Aruna Talatam1, Phani Kumar Reddy2*, Noboru Motohashi3 Anuradha Vanam4, Rao Gollapudi5,*Aruna Talatam1, Phani Kumar Reddy2*, Noboru Motohashi3 Anuradha Vanam4, Rao Gollapudi5,*
1Pulmonary Medicine, NRI Academy of Medical Sciences, Guntur-522503, India
2Internal Medicine, NRI Academy of Medical Sciences, Guntur-522503, India
3Meiji Pharmaceutical University, 2-522-1 Noshio, Kiyose-shi, 204-8588 Tokyo, Japan
4Sri Venkateswara University, Tirupathi-517502, India
5The University of Kansas, Lawrence, Kansas-66045, USA
*Corresponding Authors: Phani Kumar Reddy, Internal Medicine, NRI Academy of Medical Sciences, Guntur-522503. India; Email: [email protected]
Rao Gollapudi, The University of Kansas, Lawrence, Kansas-66045, USA; Email: [email protected]
Received Date: January 5, 2023
Publication Date: February 7, 2023
Citation: Talatam A, et al. (2022). Targeting Overexpressed Cyclin Dependent Kinase 1 (CDK1) in Human Cancers: Kamalachalcone A Emerged as Potential Inhibitor of CDK1 Kinase Through in Silico Docking Study. Oncogen. 6(1):25.

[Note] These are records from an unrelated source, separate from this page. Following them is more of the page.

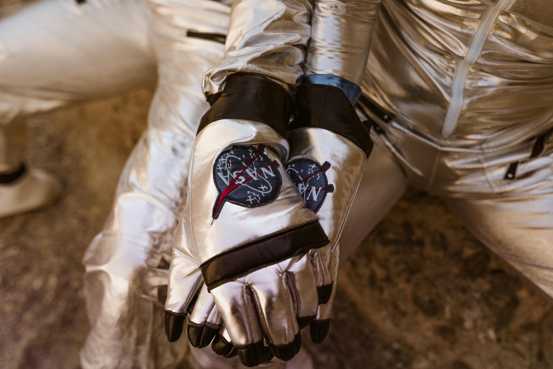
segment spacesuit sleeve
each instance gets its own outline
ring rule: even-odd
[[[229,76],[264,76],[293,91],[311,35],[312,0],[236,0],[232,5],[225,56],[206,74],[208,98],[225,88]]]
[[[338,87],[354,105],[382,0],[317,0],[303,70],[305,84]]]

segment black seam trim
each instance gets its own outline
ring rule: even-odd
[[[26,168],[25,168],[25,165],[22,164],[21,167],[20,167],[19,168],[15,171],[12,172],[11,173],[0,174],[0,184],[7,184],[8,183],[15,182],[25,173],[25,170]]]
[[[288,346],[290,346],[292,344],[295,343],[296,340],[298,339],[298,336],[300,336],[301,335],[301,334],[300,332],[298,332],[296,334],[294,335],[294,340],[293,340],[292,341],[290,341],[288,344],[281,344],[280,345],[275,345],[274,344],[269,344],[268,342],[268,344],[269,345],[269,346],[271,347],[276,347],[276,348],[278,348],[278,347],[288,347]]]
[[[225,272],[225,271],[221,271],[221,269],[222,265],[220,264],[216,267],[211,266],[212,265],[213,265],[213,263],[215,262],[220,262],[222,259],[228,259],[229,257],[232,257],[233,254],[241,253],[246,249],[251,248],[253,247],[261,247],[263,244],[269,243],[272,241],[279,237],[286,236],[287,235],[291,235],[291,233],[297,232],[299,231],[303,231],[305,232],[307,230],[307,231],[311,231],[311,228],[313,228],[312,232],[320,232],[320,234],[318,235],[318,236],[321,236],[321,235],[324,235],[324,238],[315,240],[311,239],[308,241],[308,243],[306,245],[290,247],[287,252],[284,252],[283,253],[281,253],[281,254],[280,254],[279,257],[276,259],[271,258],[270,259],[265,261],[264,260],[263,260],[264,258],[262,256],[259,258],[262,259],[261,262],[253,263],[250,266],[247,266],[247,264],[244,266],[243,263],[244,260],[243,259],[236,261],[237,262],[228,262],[228,263],[223,264],[230,266],[231,267],[235,266],[237,267],[236,268],[238,269],[236,271],[232,271],[232,272],[231,271],[227,271]],[[296,233],[296,234],[298,235],[298,233]],[[328,245],[328,238],[326,236],[326,233],[325,233],[324,231],[323,231],[322,227],[321,227],[321,225],[319,224],[319,221],[315,220],[284,231],[275,232],[263,237],[263,238],[257,240],[252,242],[249,242],[241,246],[238,246],[238,247],[225,251],[225,252],[216,255],[202,263],[200,266],[200,269],[202,271],[202,274],[204,276],[204,279],[206,285],[207,287],[207,289],[208,290],[211,290],[212,288],[215,288],[217,286],[221,285],[229,280],[243,277],[244,276],[246,276],[254,271],[256,271],[264,267],[272,265],[284,260],[286,260],[288,258],[292,257],[294,255],[300,254],[304,252],[307,252],[311,248],[319,248],[320,247],[322,247],[326,245]],[[273,248],[274,249],[274,248]],[[270,248],[269,248],[268,250],[270,250]],[[260,251],[260,250],[258,251]],[[259,255],[259,254],[258,254]],[[217,272],[214,273],[211,271],[211,269],[213,268],[215,268],[216,270],[217,270]],[[216,275],[218,274],[218,276],[215,277],[212,275],[213,274]]]
[[[296,108],[291,129],[314,127],[330,131],[351,141],[368,157],[372,148],[371,127],[363,124],[339,88],[328,85],[299,86]]]
[[[224,44],[227,39],[227,36],[221,33],[207,33],[206,32],[196,32],[190,30],[186,32],[186,37],[208,40],[209,41],[215,41],[221,44]]]
[[[285,138],[294,101],[284,87],[266,77],[244,73],[233,74],[225,89],[207,99],[211,105],[202,117],[196,133],[222,119],[241,119],[265,123]]]
[[[175,313],[175,311],[170,310],[164,310],[163,312],[165,314],[170,314],[171,315],[175,315],[176,316],[186,316],[188,315],[188,313]],[[189,322],[189,324],[192,322]]]

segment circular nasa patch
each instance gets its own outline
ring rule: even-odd
[[[242,206],[262,205],[274,200],[282,177],[276,160],[264,153],[265,145],[232,146],[221,153],[213,167],[213,179],[219,191],[213,207],[217,218],[225,201]]]
[[[316,162],[303,158],[286,164],[286,171],[307,202],[307,209],[315,212],[322,205],[326,194],[334,191],[334,186],[328,184],[325,173],[329,168],[328,162],[320,165]]]

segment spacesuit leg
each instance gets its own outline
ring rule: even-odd
[[[374,147],[367,162],[340,241],[340,262],[382,220],[407,189],[400,166],[379,136],[372,133]]]
[[[80,353],[84,369],[173,368],[188,352],[187,340],[165,336],[167,269],[196,132],[209,107],[202,78],[223,55],[228,8],[208,0],[149,6],[159,79],[148,128],[84,257],[91,326]]]
[[[553,176],[526,190],[448,202],[481,242],[553,298]]]
[[[139,0],[0,6],[0,217],[47,205],[57,181],[25,168],[24,121],[155,80]]]

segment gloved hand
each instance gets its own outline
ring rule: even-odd
[[[264,340],[277,357],[291,358],[300,325],[314,318],[332,288],[322,257],[330,254],[322,251],[328,240],[282,164],[290,100],[280,85],[249,75],[229,78],[212,100],[194,146],[169,270],[169,340],[178,339],[205,282],[249,366],[266,360]]]
[[[331,247],[321,249],[320,257],[331,263],[331,276],[336,286],[340,236],[373,148],[370,126],[368,129],[365,127],[351,103],[335,87],[300,86],[296,105],[286,170],[328,236]],[[310,323],[311,340],[316,344],[322,342],[328,332],[336,290],[335,287],[328,289],[328,302],[319,306],[316,319]],[[215,337],[212,347],[226,357],[235,352],[223,330]]]
[[[286,170],[307,207],[316,212],[330,240],[322,258],[330,258],[334,288],[310,324],[311,340],[328,332],[340,266],[340,236],[373,148],[370,126],[362,123],[340,89],[304,85],[296,93],[296,112],[290,134]]]

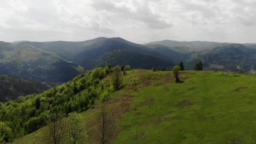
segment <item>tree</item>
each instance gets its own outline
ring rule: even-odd
[[[69,144],[84,144],[87,134],[85,125],[81,115],[76,112],[69,113],[67,118],[67,138]]]
[[[125,67],[124,66],[121,66],[121,70],[123,72],[125,70]]]
[[[203,64],[201,61],[197,62],[194,68],[195,70],[203,70]]]
[[[115,127],[112,117],[107,107],[102,105],[100,108],[96,117],[99,142],[102,144],[109,142],[113,136]]]
[[[46,144],[62,143],[66,133],[67,123],[63,118],[64,115],[56,112],[50,115],[47,125],[43,132],[43,140]]]
[[[180,70],[180,67],[178,66],[174,66],[172,69],[173,71],[173,74],[174,75],[175,78],[176,78],[176,82],[179,82],[180,81],[180,80],[179,78],[179,71]]]
[[[107,64],[106,65],[106,67],[107,67],[109,68],[109,69],[111,69],[111,64]]]
[[[155,67],[152,68],[152,70],[153,70],[153,72],[155,72],[156,69],[156,69]]]
[[[37,109],[38,109],[40,108],[40,98],[38,97],[35,100],[35,107]]]
[[[174,67],[174,66],[171,66],[171,69],[170,70],[171,71],[173,69],[173,67]]]
[[[131,69],[131,66],[129,65],[126,65],[125,67],[125,71],[130,70]]]
[[[181,67],[181,70],[185,70],[185,68],[184,67],[182,61],[180,61],[179,64],[179,66]]]
[[[113,69],[111,77],[115,89],[118,90],[123,83],[123,77],[120,67],[117,66]]]

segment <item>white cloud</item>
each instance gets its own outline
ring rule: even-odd
[[[3,0],[0,40],[254,42],[251,0]]]

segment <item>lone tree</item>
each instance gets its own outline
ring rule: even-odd
[[[125,70],[125,66],[121,66],[121,70],[123,72]]]
[[[203,70],[203,64],[201,61],[197,62],[195,65],[194,68],[195,70]]]
[[[63,114],[57,112],[50,115],[43,134],[43,139],[45,144],[62,143],[67,126],[67,122],[63,117]]]
[[[96,116],[97,134],[99,142],[102,144],[110,142],[115,132],[115,123],[109,110],[106,106],[102,105]]]
[[[153,72],[155,72],[155,71],[156,70],[157,70],[157,69],[156,69],[156,68],[155,67],[152,68],[152,70],[153,71]]]
[[[111,77],[112,82],[115,86],[115,89],[117,90],[119,89],[120,85],[123,83],[123,77],[121,67],[116,66],[113,69]]]
[[[184,67],[184,65],[183,65],[182,61],[180,61],[179,64],[179,66],[181,67],[181,70],[185,70],[185,68]]]
[[[179,78],[179,71],[180,70],[180,67],[178,66],[174,66],[172,69],[173,71],[173,74],[174,75],[175,78],[176,78],[176,82],[179,82],[180,81]]]
[[[69,144],[84,144],[87,135],[85,121],[76,112],[69,113],[67,118],[67,138]]]
[[[129,65],[126,65],[125,67],[125,71],[128,71],[128,70],[130,70],[131,69],[131,66]]]

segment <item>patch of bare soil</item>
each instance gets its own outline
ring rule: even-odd
[[[169,91],[171,90],[170,88],[169,88],[168,87],[165,87],[165,91]]]
[[[152,82],[150,80],[145,80],[144,81],[144,85],[145,86],[149,86],[151,85]]]
[[[192,87],[188,89],[187,90],[189,91],[192,91],[195,90],[196,88],[196,87]]]
[[[154,86],[160,86],[161,85],[163,85],[163,83],[157,83],[154,85]]]
[[[124,125],[121,126],[123,128],[123,129],[128,129],[131,126],[131,125]]]
[[[144,102],[141,102],[140,103],[138,104],[137,106],[138,107],[142,107],[147,105],[152,105],[154,104],[155,104],[155,101],[154,101],[154,99],[149,99]]]
[[[195,72],[180,72],[181,74],[188,74],[188,75],[195,75]]]
[[[235,92],[240,92],[241,91],[242,91],[243,90],[247,88],[247,87],[240,87],[240,88],[237,88],[236,89],[235,89],[235,90],[234,90],[234,91],[235,91]]]
[[[141,115],[142,114],[143,114],[142,112],[136,112],[136,113],[135,114],[135,115]]]
[[[191,106],[194,105],[194,103],[186,100],[184,100],[179,103],[179,107],[185,107]]]
[[[133,99],[133,96],[131,95],[125,95],[123,96],[113,99],[109,101],[106,101],[103,104],[98,104],[95,106],[94,108],[91,109],[94,113],[94,115],[96,115],[97,111],[101,105],[104,104],[106,106],[109,107],[112,115],[112,118],[115,123],[122,118],[123,115],[128,111],[130,108],[130,106],[131,104]],[[90,144],[98,144],[96,139],[98,136],[96,133],[96,130],[95,129],[95,126],[98,122],[96,120],[96,117],[90,123],[86,125],[86,129],[88,131],[88,134],[89,137],[91,138],[89,139],[88,143]],[[128,128],[129,126],[128,125],[123,126],[123,128],[117,127],[113,139],[115,139],[118,132],[122,128]]]

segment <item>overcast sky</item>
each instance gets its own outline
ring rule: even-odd
[[[255,0],[1,0],[0,41],[256,43]]]

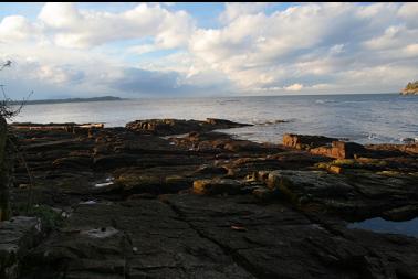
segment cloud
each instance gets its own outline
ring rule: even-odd
[[[1,78],[121,96],[390,92],[417,78],[417,3],[227,3],[212,28],[176,4],[81,7],[0,19],[0,58],[15,62]]]
[[[79,10],[74,3],[46,3],[39,20],[56,45],[92,47],[121,40],[154,37],[159,47],[185,44],[192,19],[184,11],[142,3],[124,12]]]
[[[38,30],[22,15],[9,15],[0,22],[0,40],[14,42],[29,40]]]
[[[414,56],[418,30],[405,22],[410,17],[406,7],[415,9],[398,3],[309,3],[268,15],[254,12],[257,9],[245,12],[237,8],[241,12],[232,13],[227,7],[226,13],[234,14],[230,22],[217,30],[197,30],[189,47],[242,90],[309,90],[320,88],[315,84],[334,84],[334,89],[349,92],[358,89],[356,84],[347,83],[353,73],[367,68],[390,75],[390,65],[399,62],[399,56],[387,56],[389,50],[398,55],[400,51],[403,57],[409,55],[407,58],[418,63]],[[397,67],[410,64],[403,63]],[[401,77],[398,84],[410,76]],[[366,83],[376,82],[369,78]],[[382,88],[374,84],[367,90],[370,87]],[[387,85],[386,92],[394,88],[395,84]]]
[[[289,92],[300,92],[303,88],[303,84],[292,84],[289,86],[285,86],[284,89]]]

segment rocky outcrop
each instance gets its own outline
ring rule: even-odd
[[[366,149],[355,142],[333,141],[331,147],[318,147],[310,150],[313,154],[326,155],[335,159],[351,159],[365,153]]]
[[[126,128],[158,136],[180,135],[191,131],[203,132],[216,129],[228,129],[251,126],[224,119],[208,118],[206,121],[179,119],[147,119],[128,122]]]
[[[295,149],[312,149],[322,146],[328,146],[332,141],[337,139],[323,137],[323,136],[307,136],[307,135],[295,135],[285,133],[283,135],[283,144],[285,147]]]
[[[185,127],[171,138],[159,132],[180,129],[17,130],[34,204],[66,216],[24,257],[21,278],[417,277],[416,238],[347,227],[417,217],[416,153]],[[21,162],[15,181],[19,214],[30,183]]]
[[[15,216],[0,222],[0,278],[20,278],[21,260],[40,243],[42,233],[36,217]]]

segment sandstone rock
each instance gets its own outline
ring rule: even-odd
[[[194,193],[199,195],[238,194],[242,183],[230,179],[197,180],[194,182]]]
[[[313,154],[326,155],[336,159],[349,159],[364,153],[365,148],[355,142],[333,141],[331,147],[318,147],[310,150]]]
[[[180,135],[191,131],[209,131],[216,129],[228,129],[249,126],[223,119],[208,118],[207,121],[182,120],[182,119],[146,119],[128,122],[127,129],[149,132],[158,136]]]
[[[322,146],[328,146],[332,141],[337,139],[323,137],[323,136],[306,136],[285,133],[283,135],[283,144],[295,149],[312,149]]]
[[[36,217],[17,216],[0,222],[0,278],[19,278],[20,261],[40,243],[42,234],[42,224]]]

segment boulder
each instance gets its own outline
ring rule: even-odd
[[[20,261],[40,243],[42,234],[42,224],[36,217],[15,216],[0,222],[0,278],[19,278]]]
[[[194,193],[199,195],[239,194],[243,183],[230,179],[196,180]]]
[[[335,140],[337,139],[323,136],[307,136],[295,133],[283,135],[283,144],[295,149],[312,149],[322,146],[328,146],[332,141]]]
[[[366,150],[362,144],[355,142],[333,141],[331,147],[318,147],[310,152],[317,155],[325,155],[335,159],[351,159],[364,153]]]

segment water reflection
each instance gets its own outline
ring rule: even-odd
[[[254,124],[253,127],[232,129],[229,132],[261,142],[279,142],[285,132],[348,138],[360,143],[401,143],[400,139],[418,137],[418,98],[405,98],[397,94],[167,98],[29,105],[15,121],[94,121],[112,127],[147,118],[203,120],[207,117]],[[291,121],[274,122],[280,119]]]

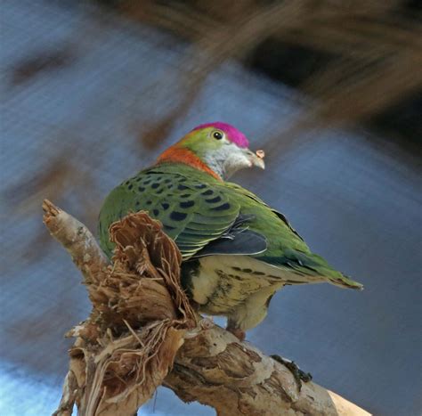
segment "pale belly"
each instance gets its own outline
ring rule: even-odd
[[[289,270],[248,256],[210,256],[199,259],[190,290],[199,310],[225,315],[242,330],[253,328],[266,315],[272,296],[286,284],[310,282]]]

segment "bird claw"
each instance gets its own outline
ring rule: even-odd
[[[296,382],[297,383],[297,387],[299,391],[302,389],[302,381],[307,383],[312,379],[312,376],[310,372],[304,372],[301,370],[294,361],[287,360],[277,354],[270,355],[273,360],[283,364],[287,367],[290,372],[293,374]]]

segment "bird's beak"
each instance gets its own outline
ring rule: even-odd
[[[265,168],[265,163],[264,162],[265,152],[264,151],[256,151],[254,153],[252,151],[249,151],[249,149],[247,149],[247,155],[251,163],[251,167],[255,166],[261,167],[261,169]]]

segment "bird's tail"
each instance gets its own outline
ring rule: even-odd
[[[363,290],[363,285],[359,281],[355,281],[350,277],[345,276],[344,274],[338,274],[340,275],[336,277],[329,277],[328,280],[329,281],[329,282],[335,284],[336,286],[339,286],[340,288]]]

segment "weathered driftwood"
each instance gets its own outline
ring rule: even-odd
[[[44,221],[84,275],[91,315],[76,338],[59,409],[132,416],[159,385],[219,415],[368,415],[312,383],[299,390],[284,365],[201,319],[179,284],[181,256],[159,223],[131,214],[110,228],[108,263],[89,230],[45,200]]]

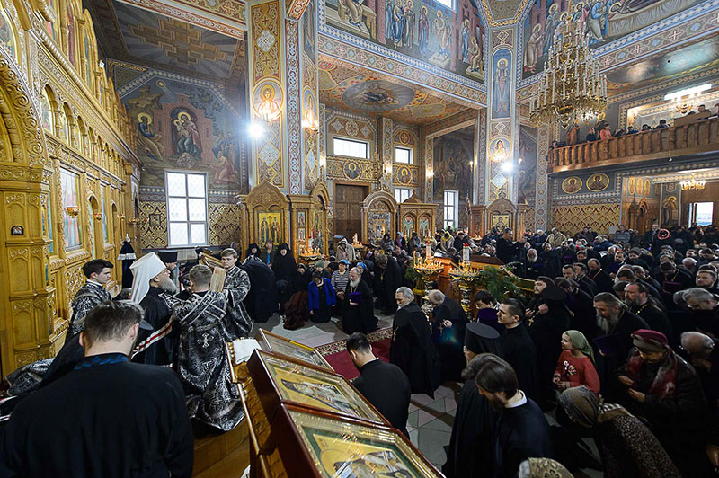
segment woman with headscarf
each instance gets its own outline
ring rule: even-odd
[[[584,385],[599,394],[599,376],[594,367],[594,352],[584,334],[566,331],[562,334],[562,353],[552,378],[559,390]]]
[[[649,429],[621,405],[604,403],[586,386],[565,390],[559,404],[593,431],[605,478],[679,478],[679,470]]]
[[[502,356],[500,334],[489,325],[471,322],[466,325],[464,341],[467,366],[462,371],[462,378],[466,381],[457,402],[452,434],[447,448],[447,463],[442,466],[442,473],[448,478],[493,476],[493,429],[497,415],[475,384],[480,368],[475,358],[479,354]]]
[[[517,478],[573,478],[573,475],[552,458],[528,458],[519,464]]]
[[[244,259],[247,259],[251,255],[258,258],[260,257],[260,246],[255,243],[251,243],[250,247],[247,248],[247,252],[244,254]]]
[[[277,281],[277,295],[280,300],[280,314],[285,313],[285,302],[297,291],[297,267],[292,251],[286,243],[280,243],[272,259],[272,271]]]

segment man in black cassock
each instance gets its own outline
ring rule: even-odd
[[[177,270],[177,251],[170,251],[168,249],[157,251],[157,257],[164,262],[164,267],[170,271],[170,279],[174,284],[174,287],[179,288],[180,278]]]
[[[145,311],[152,331],[141,331],[130,358],[133,362],[170,366],[176,333],[173,333],[173,310],[169,298],[177,292],[170,270],[155,252],[140,257],[132,266],[130,300]]]
[[[564,305],[567,297],[564,289],[556,286],[547,286],[541,292],[543,305],[527,322],[534,347],[537,350],[537,395],[533,397],[545,407],[555,402],[552,387],[552,376],[556,368],[556,361],[562,353],[562,334],[570,329],[569,309]]]
[[[407,376],[397,366],[375,357],[363,333],[355,332],[347,339],[347,352],[360,370],[352,385],[393,427],[409,437],[407,415],[412,391]]]
[[[225,327],[225,296],[209,290],[212,270],[197,265],[189,279],[190,300],[175,300],[173,305],[179,329],[174,368],[187,395],[190,417],[229,431],[244,417],[225,353],[225,343],[236,337]]]
[[[402,268],[397,260],[386,254],[376,256],[375,279],[377,287],[377,302],[384,315],[391,315],[397,310],[397,303],[393,300],[395,292],[402,286]]]
[[[225,276],[225,295],[227,297],[227,314],[224,323],[227,332],[233,339],[247,337],[253,329],[253,321],[250,319],[243,302],[250,292],[250,276],[247,272],[237,267],[237,252],[227,248],[222,252],[222,267],[227,271]]]
[[[192,429],[177,376],[128,362],[141,319],[139,307],[119,302],[87,314],[84,358],[15,408],[0,474],[191,476]]]
[[[466,314],[456,300],[440,290],[430,291],[432,310],[432,343],[439,357],[439,381],[458,381],[466,364],[462,351]]]
[[[598,332],[594,338],[594,358],[597,375],[599,376],[601,394],[607,403],[617,403],[625,398],[624,389],[617,380],[617,370],[624,365],[632,349],[632,333],[649,325],[626,308],[619,298],[607,292],[594,297],[597,311]]]
[[[358,267],[350,270],[350,281],[344,289],[342,330],[345,333],[361,332],[368,333],[377,330],[377,319],[372,304],[372,291],[364,280]]]
[[[442,467],[447,478],[480,478],[493,474],[494,443],[493,429],[497,415],[475,384],[481,353],[502,356],[497,331],[475,322],[466,325],[465,334],[466,367],[462,378],[466,380],[459,392],[452,435],[447,447],[447,463]]]
[[[398,308],[392,324],[389,362],[407,376],[413,394],[434,396],[439,386],[439,360],[432,347],[427,317],[409,288],[399,288],[395,298]]]
[[[244,297],[244,306],[254,322],[264,323],[278,308],[275,273],[255,255],[247,256],[240,269],[250,277],[250,291]]]
[[[512,367],[495,355],[477,357],[475,383],[499,413],[494,428],[494,476],[517,476],[528,458],[551,458],[549,423],[537,403],[519,388]]]
[[[519,260],[519,252],[524,248],[524,243],[527,238],[522,236],[519,241],[513,243],[511,240],[511,229],[505,228],[502,234],[502,237],[497,239],[497,258],[509,264]]]
[[[504,299],[497,311],[497,322],[504,325],[502,333],[502,350],[517,374],[521,388],[528,397],[537,394],[538,366],[537,349],[527,327],[522,325],[524,306],[517,299]],[[558,357],[558,356],[557,356]]]
[[[105,288],[105,284],[111,279],[113,267],[112,262],[104,259],[93,259],[83,265],[83,274],[87,281],[77,289],[73,298],[73,315],[65,336],[66,343],[83,332],[84,316],[93,307],[112,298]]]

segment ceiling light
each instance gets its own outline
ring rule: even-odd
[[[702,92],[706,92],[706,90],[710,90],[712,88],[711,83],[706,83],[705,84],[701,84],[699,86],[695,86],[693,88],[687,88],[686,90],[680,90],[679,92],[670,93],[664,95],[665,100],[679,100],[683,96],[694,96]]]
[[[262,125],[262,123],[253,121],[250,123],[250,126],[247,127],[247,134],[250,136],[250,137],[258,139],[264,135],[264,127]]]

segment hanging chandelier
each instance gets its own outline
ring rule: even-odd
[[[572,11],[570,2],[566,22],[555,30],[537,96],[529,101],[529,118],[536,124],[559,120],[566,128],[607,108],[607,77],[599,73],[579,22],[572,21]]]
[[[706,181],[704,180],[697,181],[694,178],[694,174],[692,174],[691,181],[682,181],[680,184],[681,190],[699,190],[704,189]]]

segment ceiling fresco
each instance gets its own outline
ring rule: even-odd
[[[367,71],[326,61],[319,64],[320,101],[327,107],[369,116],[385,116],[395,121],[429,123],[466,107],[442,98],[397,84]]]
[[[242,80],[241,40],[119,2],[87,4],[109,58],[209,80]]]
[[[641,60],[607,74],[609,96],[678,80],[719,66],[719,37]]]

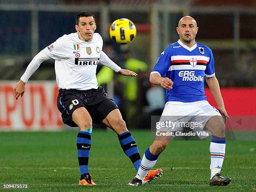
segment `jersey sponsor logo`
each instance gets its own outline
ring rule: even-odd
[[[52,49],[50,47],[48,47],[47,48],[48,49],[48,50],[49,50],[49,51],[52,51]]]
[[[79,44],[74,44],[74,49],[75,51],[78,50],[78,49],[79,49]]]
[[[52,44],[50,46],[48,47],[47,48],[48,49],[48,50],[49,50],[50,51],[51,51],[54,48],[54,46],[53,44]]]
[[[182,78],[182,81],[203,81],[204,78],[201,76],[195,75],[194,71],[181,71],[179,76]]]
[[[92,54],[92,49],[91,49],[91,48],[87,47],[86,52],[87,52],[87,54],[88,54],[88,55],[90,55],[91,54]]]
[[[82,145],[82,147],[83,148],[89,148],[89,147],[90,147],[90,146],[88,146],[88,147],[84,147],[83,145]]]
[[[75,58],[75,65],[79,66],[97,65],[99,58]]]
[[[201,54],[203,55],[205,54],[205,48],[202,47],[198,47],[198,49],[199,49],[199,52]]]
[[[189,59],[189,63],[193,67],[195,67],[197,63],[197,60],[195,58],[191,58]]]

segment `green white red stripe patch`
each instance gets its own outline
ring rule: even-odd
[[[79,44],[74,44],[74,50],[78,50],[78,49],[79,49]]]

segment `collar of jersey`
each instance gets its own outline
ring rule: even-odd
[[[81,39],[80,39],[79,38],[79,36],[78,35],[78,32],[77,32],[76,33],[77,34],[76,35],[76,38],[77,38],[77,39],[80,43],[92,43],[92,41],[93,41],[93,37],[92,37],[92,41],[84,41],[83,40],[82,40]]]
[[[186,49],[189,51],[192,51],[193,50],[194,50],[195,49],[197,48],[197,42],[195,42],[195,45],[193,45],[192,47],[188,47],[186,45],[184,45],[183,43],[182,42],[182,41],[179,39],[179,40],[178,40],[178,43],[179,45],[180,45],[181,46],[184,47]]]

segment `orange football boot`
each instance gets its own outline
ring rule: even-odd
[[[161,169],[158,169],[156,170],[151,170],[146,176],[144,180],[142,182],[143,184],[150,183],[153,179],[157,179],[158,177],[161,177],[163,174],[163,170]]]
[[[85,177],[81,178],[79,181],[78,184],[79,185],[95,185],[96,184],[92,179],[90,174],[87,174]]]

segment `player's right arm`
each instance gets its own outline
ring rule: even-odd
[[[168,77],[162,77],[170,67],[171,50],[169,46],[163,51],[157,60],[149,77],[149,82],[155,85],[161,85],[164,88],[172,88],[173,82]]]
[[[17,100],[20,96],[22,97],[25,91],[25,85],[31,76],[36,71],[42,62],[51,58],[47,54],[46,51],[43,49],[36,55],[28,64],[20,80],[16,84],[14,88],[14,96]]]
[[[164,88],[172,88],[173,82],[168,77],[160,77],[158,73],[153,73],[149,77],[149,82],[155,85],[161,85]]]
[[[25,91],[25,85],[31,76],[36,71],[40,64],[51,58],[56,59],[66,57],[64,51],[64,38],[66,35],[59,38],[54,43],[46,47],[36,55],[28,64],[25,73],[17,83],[14,88],[14,96],[17,100],[20,96],[22,97]]]

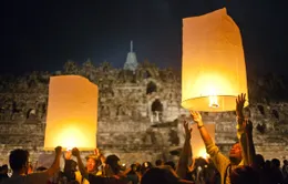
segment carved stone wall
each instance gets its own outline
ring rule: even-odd
[[[174,160],[171,151],[183,143],[181,120],[181,75],[144,62],[135,73],[89,60],[79,67],[65,63],[63,71],[33,72],[22,76],[0,76],[0,164],[9,152],[25,147],[35,162],[43,152],[48,84],[51,75],[79,74],[100,89],[97,145],[105,154],[116,153],[125,163]],[[254,141],[266,159],[288,155],[288,103],[281,78],[267,75],[249,80]],[[276,96],[276,98],[274,98]],[[235,114],[203,113],[216,123],[216,143],[227,153],[236,141]],[[196,130],[195,130],[196,131]],[[85,154],[89,154],[88,152]]]

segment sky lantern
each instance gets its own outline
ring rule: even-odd
[[[182,106],[205,112],[234,111],[240,93],[248,95],[241,35],[226,9],[185,18]]]
[[[96,147],[97,86],[79,75],[50,78],[44,150]]]

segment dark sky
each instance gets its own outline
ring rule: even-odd
[[[288,73],[285,0],[6,0],[0,72],[62,70],[91,58],[122,68],[137,59],[181,68],[182,18],[224,4],[243,32],[248,72]]]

Copyrights: Talatam A, et al. © (2023).
ABSTRACT
Background: CDK1 gene located in human chromosome 10, encodes CDK1 (tyrosine) kinase, overexpressed in multiple cancer cells. Upon phosphorylation of tyrosine kinases by adenosine triphosphate, CDK1 kinase is activated in cell cycle progression. Nonetheless, CDK1 kinase excessively partakes in the development and prognosis of specific types of aggressive cancers. Therefore, CDK1 kinase inhibition therapy is a primary target for the treatment of explicitly expressed CDK1 kinase cancers. At present, dinaciclib is the only FDA approved orphan CDK1 kinase inhibitor drug in the treatment of cancers. In molecular docking study, kamalachalcone A with significant higher binding energy competitively bound to the active receptor site of CDK1 kinase, as comparable to dinaciclib. In this framework, kamalachalcone A could emerge as a potential candidate for restricting the over expression of CDK1 kinase in multiple cancers. Objective: The present study aimed to compare the inhibitory activity of dinaciclib (CDK1 kinase inhibitor drug) with kamalachalcone A, a novel chalcone found in kamala dye. Methods: Dinaciclib and kamalachalcone A were docked on human CDK1 kinase 3D structure in molecular docking using AutoDock 4.2.6, MGL tools and molecular dynamic studies with iMOD server (iMODS). Results: These studies revealed that kamalachalcone A was a competitive CDK1 kinase inhibitor alike dinaciclib. The docking results suggested binding site similarities of dinaciclib and kamalachalcone A. The binding energies of docked dinaciclib and kamalachalcone A complexes with CDK1 kinase were -8.52 kcal/mol and -12.81 kcal/mol, respectively. The docking results were substantiated by molecular simulation studies with iMODS. Conclusion: The in silico docking simulation of dinaciclib and kamalachalcone A suggested that kamalachalcone A is likewise a competitive CDK1 kinase inhibitor.
Keywords: Cancer, CDK1 kinase, cell cycle, dinaciclib, kamalachalcone A, in silico docking, molecular dynamics.